Another fact: faith is not a work. I trusted that we all agreed on that point.
Therefore I am not "doing" anything but trusting Christ when I receive him as my Saviour. I am receiving by faith the gift of eternal life. My child does nothing when I give him a gift. He receives it and that is all. No work is involved. There is faith involved but not work.

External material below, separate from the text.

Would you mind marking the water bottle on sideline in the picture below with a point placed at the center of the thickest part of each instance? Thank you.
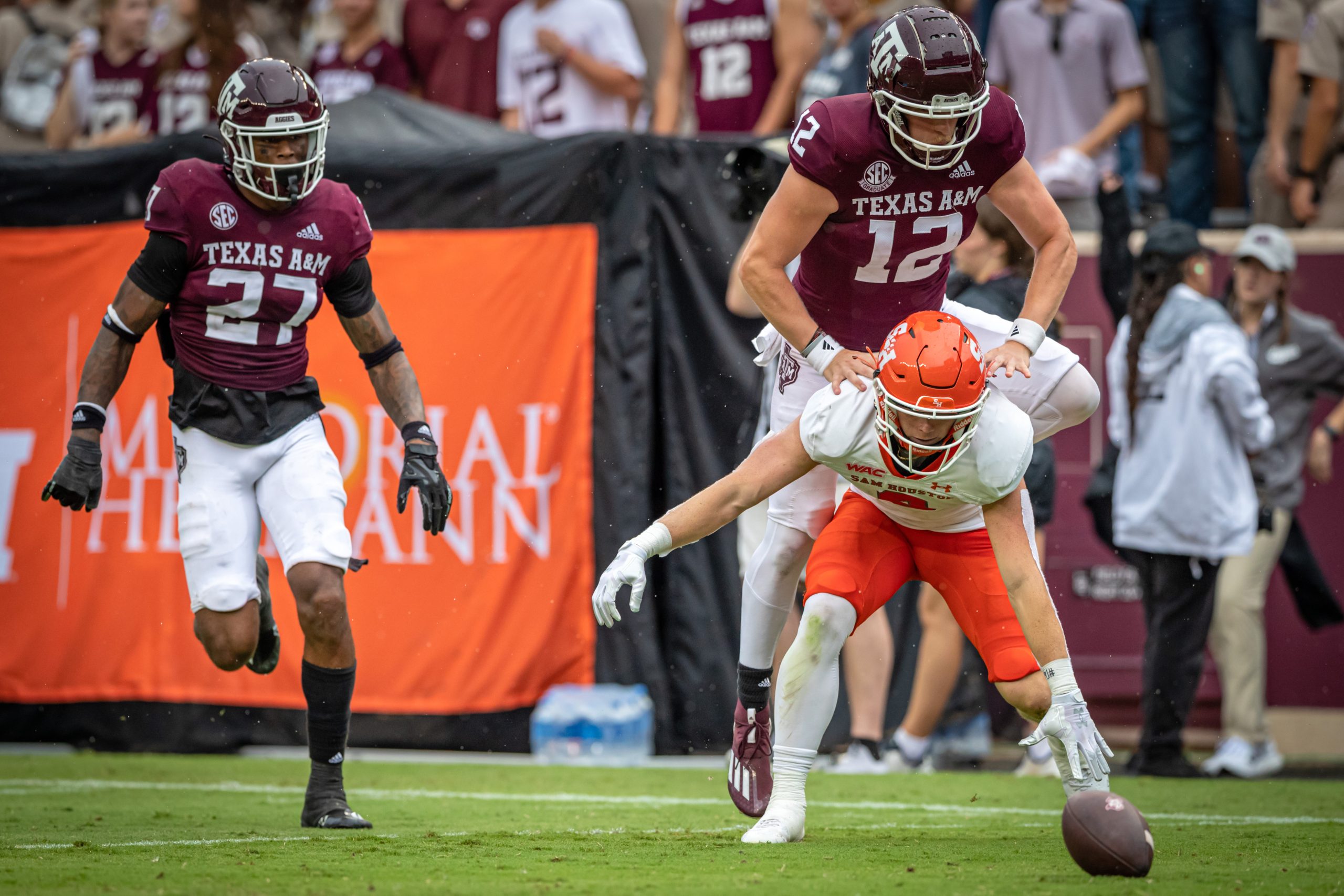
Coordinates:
(593, 726)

He receives it by faith.
That is the teaching in John 1:12--For as many
as received him to them gave he power to become the sons of God
even to them that believe on his name.
Which were born, not of blood, [not because you have a Christian family--it does not run in the blood or genes] nor of the will of the flesh, [not of the works that you do in the flesh--think of Abraham in Romans 4:1,2], nor of the will of man [not by reformation--by man's own will, him wanting to enter (nothing about faith here) Barnes states that it refers to a man's own human power, but not "faith", but of God. (John 1:13)
Faith is mentioned in verse 12. Why would the author contradict himself by redefining it in verse 13. Then the passage wouldn't make sense. Faith never comes before salvation/regeneration which both happen at the same time. That is one of the flaws of Calvinism.
Let me reiterate something I did not say. I did not, and never have said:
We must do something before we are born again.
That sir, is a blatant false accusation.